5. Giver of Comfort
If the icon spoke a different language, it would torment man. If it relied on historical accuracy, it would merely be saying to us: You did not have the luck to be there then and see these events as those who crucified the Lord saw them.
If the icon depicted Christ suffering pain on the Cross, like a condemned man and rejoicing at the Resurrection, it would leave us prey to the vicissitudes that lead to death, in the thrall of our passions. It would not give us anything beyond what we already had ourselves.
If the icon depicted night and day in romantic shades, it would leave us in the prison of the created world which we have come to know so well since the fall. If it feared the night, if it could be obscured by natural darkness, then we should be in the position of the unbaptized; we should fear death, and death would cut short our hope in life. We should remain in the territory of death.

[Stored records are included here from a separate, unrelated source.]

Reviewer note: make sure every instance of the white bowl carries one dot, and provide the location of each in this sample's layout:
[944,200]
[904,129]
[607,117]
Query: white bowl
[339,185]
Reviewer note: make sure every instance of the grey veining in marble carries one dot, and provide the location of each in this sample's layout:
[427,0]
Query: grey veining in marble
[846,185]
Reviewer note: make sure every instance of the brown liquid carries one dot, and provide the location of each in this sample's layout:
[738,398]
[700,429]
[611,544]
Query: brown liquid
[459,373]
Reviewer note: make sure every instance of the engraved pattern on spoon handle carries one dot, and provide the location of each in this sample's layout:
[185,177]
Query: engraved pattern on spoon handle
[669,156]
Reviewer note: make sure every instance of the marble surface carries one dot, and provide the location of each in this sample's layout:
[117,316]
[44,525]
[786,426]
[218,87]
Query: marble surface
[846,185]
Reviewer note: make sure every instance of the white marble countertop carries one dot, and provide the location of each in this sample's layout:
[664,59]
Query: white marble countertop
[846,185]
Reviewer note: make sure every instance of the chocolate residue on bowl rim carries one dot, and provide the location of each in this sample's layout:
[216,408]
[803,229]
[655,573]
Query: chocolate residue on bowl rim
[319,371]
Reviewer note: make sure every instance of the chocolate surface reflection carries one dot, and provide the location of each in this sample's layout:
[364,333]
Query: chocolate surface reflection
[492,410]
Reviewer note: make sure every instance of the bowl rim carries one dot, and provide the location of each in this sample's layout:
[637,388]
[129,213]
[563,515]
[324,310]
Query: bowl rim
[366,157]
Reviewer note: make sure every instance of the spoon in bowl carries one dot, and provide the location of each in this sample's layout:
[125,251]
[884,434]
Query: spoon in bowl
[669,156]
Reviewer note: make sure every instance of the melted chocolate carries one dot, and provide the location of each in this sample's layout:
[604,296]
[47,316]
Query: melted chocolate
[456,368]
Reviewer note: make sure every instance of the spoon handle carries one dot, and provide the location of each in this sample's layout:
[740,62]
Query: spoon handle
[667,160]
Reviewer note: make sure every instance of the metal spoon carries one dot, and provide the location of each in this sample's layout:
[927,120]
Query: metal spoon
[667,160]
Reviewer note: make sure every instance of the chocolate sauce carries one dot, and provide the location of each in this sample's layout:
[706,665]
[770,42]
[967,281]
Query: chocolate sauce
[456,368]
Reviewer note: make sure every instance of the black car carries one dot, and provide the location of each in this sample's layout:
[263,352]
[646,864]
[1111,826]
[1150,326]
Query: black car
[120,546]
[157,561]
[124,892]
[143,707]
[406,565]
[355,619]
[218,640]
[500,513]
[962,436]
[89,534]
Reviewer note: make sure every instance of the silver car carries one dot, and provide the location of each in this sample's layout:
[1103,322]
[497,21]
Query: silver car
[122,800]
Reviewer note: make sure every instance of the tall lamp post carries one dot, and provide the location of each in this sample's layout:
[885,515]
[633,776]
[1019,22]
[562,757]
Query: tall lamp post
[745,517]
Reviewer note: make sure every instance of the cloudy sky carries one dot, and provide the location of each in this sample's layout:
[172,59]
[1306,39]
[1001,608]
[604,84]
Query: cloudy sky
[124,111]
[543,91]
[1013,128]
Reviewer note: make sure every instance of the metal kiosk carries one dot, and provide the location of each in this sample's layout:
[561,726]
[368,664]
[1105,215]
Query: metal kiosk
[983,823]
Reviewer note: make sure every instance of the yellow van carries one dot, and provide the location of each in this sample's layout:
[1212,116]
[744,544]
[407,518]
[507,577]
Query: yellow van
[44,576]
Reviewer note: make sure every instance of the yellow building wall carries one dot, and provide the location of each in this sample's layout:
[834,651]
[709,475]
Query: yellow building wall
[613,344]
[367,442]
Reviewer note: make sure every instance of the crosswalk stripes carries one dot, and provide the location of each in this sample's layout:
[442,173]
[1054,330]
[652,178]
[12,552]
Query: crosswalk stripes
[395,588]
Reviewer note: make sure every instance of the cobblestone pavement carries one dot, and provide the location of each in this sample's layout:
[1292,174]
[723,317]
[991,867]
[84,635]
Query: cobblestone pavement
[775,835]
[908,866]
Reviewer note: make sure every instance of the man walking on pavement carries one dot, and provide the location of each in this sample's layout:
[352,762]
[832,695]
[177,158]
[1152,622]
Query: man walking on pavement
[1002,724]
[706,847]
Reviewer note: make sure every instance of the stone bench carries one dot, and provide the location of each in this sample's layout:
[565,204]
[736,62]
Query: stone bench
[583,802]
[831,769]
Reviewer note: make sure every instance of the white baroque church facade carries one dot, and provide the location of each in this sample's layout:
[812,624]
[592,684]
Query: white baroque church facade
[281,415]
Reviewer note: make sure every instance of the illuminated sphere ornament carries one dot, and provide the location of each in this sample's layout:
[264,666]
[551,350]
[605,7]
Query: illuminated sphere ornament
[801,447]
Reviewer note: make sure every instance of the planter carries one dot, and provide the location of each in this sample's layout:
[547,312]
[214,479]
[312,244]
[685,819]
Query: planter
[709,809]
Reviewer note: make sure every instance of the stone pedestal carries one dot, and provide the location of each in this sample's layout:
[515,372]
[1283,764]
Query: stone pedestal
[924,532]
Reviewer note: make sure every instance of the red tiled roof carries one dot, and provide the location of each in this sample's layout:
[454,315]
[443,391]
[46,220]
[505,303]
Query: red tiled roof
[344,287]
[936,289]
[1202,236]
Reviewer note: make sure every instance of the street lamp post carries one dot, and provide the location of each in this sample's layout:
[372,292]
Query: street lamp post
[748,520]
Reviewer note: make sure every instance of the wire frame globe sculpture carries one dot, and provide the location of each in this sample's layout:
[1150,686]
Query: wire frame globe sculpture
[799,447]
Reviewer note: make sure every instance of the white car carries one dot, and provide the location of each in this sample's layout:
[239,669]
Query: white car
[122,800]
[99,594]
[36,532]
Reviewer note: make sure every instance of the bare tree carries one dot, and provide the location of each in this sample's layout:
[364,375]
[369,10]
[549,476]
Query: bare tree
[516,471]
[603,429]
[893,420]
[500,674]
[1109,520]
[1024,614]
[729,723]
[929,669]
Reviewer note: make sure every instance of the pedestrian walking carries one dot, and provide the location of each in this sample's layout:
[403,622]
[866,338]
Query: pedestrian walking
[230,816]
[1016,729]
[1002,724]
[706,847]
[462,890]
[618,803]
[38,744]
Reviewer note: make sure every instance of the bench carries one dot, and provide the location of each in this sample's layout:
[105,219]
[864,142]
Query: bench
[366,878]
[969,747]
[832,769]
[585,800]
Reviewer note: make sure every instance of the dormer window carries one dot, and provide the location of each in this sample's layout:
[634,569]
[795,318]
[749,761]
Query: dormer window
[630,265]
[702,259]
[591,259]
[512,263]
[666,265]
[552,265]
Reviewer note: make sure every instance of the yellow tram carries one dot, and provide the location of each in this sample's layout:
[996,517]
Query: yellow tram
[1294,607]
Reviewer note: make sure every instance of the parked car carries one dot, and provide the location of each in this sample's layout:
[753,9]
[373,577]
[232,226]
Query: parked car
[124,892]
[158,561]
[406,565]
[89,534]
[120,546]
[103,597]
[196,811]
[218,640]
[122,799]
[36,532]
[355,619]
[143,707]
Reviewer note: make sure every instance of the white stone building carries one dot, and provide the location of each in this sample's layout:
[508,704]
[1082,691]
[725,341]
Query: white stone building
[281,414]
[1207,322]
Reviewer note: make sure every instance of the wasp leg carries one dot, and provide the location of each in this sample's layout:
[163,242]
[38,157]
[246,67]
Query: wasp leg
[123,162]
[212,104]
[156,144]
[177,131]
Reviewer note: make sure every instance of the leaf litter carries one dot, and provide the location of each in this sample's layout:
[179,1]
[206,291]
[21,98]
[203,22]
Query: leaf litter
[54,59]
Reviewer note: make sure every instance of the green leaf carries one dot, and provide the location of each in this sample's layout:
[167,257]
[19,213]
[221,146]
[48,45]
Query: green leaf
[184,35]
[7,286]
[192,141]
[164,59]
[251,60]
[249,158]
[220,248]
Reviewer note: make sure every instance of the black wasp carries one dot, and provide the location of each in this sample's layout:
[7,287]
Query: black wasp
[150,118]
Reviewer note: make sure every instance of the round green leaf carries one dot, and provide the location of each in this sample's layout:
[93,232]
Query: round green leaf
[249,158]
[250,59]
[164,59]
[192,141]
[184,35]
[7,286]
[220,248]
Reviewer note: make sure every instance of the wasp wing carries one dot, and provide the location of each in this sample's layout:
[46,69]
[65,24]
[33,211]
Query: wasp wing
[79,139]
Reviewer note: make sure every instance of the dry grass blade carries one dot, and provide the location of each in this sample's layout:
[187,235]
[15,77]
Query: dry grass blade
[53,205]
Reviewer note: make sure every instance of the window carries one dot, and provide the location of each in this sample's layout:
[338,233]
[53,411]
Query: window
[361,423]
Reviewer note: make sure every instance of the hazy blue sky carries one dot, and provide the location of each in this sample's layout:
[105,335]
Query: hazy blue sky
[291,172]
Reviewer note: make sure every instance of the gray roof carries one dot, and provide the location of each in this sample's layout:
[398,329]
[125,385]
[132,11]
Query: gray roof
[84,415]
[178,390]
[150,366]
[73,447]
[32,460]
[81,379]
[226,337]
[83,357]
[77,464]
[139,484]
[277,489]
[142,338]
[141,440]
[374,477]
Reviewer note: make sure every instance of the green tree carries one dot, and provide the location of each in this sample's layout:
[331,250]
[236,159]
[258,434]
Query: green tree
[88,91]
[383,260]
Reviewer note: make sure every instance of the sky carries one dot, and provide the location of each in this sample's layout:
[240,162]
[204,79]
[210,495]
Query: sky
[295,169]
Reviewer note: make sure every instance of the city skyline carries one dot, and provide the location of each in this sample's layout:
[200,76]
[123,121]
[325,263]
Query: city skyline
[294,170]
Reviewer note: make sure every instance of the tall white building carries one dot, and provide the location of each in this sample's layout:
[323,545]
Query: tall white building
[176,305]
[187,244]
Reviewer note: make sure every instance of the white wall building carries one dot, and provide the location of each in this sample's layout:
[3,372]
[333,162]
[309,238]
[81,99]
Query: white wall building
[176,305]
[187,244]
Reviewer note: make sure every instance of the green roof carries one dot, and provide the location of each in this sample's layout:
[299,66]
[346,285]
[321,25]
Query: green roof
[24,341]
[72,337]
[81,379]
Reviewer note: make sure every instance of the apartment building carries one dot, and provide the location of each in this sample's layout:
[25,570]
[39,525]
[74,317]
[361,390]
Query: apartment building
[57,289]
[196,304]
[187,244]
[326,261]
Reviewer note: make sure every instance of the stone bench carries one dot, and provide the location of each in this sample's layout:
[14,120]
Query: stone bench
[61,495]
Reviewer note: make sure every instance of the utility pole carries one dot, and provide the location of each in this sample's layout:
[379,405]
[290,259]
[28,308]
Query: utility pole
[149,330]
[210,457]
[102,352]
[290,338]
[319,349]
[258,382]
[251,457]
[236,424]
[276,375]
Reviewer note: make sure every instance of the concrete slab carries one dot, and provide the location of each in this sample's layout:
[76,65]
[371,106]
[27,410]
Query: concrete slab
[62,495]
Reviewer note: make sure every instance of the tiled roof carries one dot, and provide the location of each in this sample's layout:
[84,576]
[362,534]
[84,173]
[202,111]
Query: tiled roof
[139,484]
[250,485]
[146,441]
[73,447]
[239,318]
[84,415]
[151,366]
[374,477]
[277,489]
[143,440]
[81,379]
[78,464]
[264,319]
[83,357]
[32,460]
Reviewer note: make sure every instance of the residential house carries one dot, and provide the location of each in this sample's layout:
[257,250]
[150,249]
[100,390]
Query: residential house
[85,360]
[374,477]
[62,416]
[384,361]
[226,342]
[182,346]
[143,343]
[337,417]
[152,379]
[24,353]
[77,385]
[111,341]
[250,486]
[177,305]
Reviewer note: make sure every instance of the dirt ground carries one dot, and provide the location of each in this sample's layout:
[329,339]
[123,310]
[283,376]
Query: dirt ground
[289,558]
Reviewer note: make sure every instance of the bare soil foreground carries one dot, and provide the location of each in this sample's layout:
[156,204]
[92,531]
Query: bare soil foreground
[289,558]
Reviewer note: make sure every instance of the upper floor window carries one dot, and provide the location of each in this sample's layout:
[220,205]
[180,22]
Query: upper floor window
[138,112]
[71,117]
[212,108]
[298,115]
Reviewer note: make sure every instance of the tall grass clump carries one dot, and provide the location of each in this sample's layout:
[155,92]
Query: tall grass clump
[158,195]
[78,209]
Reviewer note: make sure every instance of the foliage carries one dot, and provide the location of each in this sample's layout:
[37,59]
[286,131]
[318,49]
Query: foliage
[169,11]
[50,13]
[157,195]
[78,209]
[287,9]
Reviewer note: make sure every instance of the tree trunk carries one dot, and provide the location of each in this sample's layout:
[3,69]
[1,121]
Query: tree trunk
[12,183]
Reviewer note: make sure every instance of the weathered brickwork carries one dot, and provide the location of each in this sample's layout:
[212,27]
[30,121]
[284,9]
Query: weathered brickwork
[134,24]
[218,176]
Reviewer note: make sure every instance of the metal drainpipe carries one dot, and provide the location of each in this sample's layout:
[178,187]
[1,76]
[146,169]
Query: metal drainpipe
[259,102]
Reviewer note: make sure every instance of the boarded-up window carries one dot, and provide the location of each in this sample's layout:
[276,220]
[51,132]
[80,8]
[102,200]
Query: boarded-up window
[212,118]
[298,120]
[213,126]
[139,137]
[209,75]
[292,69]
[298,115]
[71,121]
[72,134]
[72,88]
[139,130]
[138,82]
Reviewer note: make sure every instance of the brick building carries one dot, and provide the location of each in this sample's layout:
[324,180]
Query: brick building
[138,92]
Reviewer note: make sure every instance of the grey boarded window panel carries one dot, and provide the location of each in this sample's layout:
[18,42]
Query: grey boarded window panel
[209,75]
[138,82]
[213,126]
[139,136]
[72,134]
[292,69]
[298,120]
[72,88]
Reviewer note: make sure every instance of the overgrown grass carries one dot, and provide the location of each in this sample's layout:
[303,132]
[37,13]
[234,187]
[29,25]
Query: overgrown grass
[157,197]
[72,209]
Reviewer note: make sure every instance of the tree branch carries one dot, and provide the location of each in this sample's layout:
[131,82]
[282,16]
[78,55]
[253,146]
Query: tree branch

If the icon used perspective, it would put us, in a harsh if polite manner, outside Paradise and outside immediate participation in its world, like the foolish virgins; instead of our being partakers in the Wedding, it would throw us out into the darkness and cold of objective vision, into deception.
In other words, if the icon remained on the level of a religious picture, when it spoke to us of the fact of salvation it would merely be offering us an artistic diversion to make us forget, if possible, the prison and the territory of death. It would be a mockery.
As it is, it is Deliverance. The icon is not a representation of events. It is not an idol that has been manufactured; it is Grace incarnate, a presence and an offering of life and holiness.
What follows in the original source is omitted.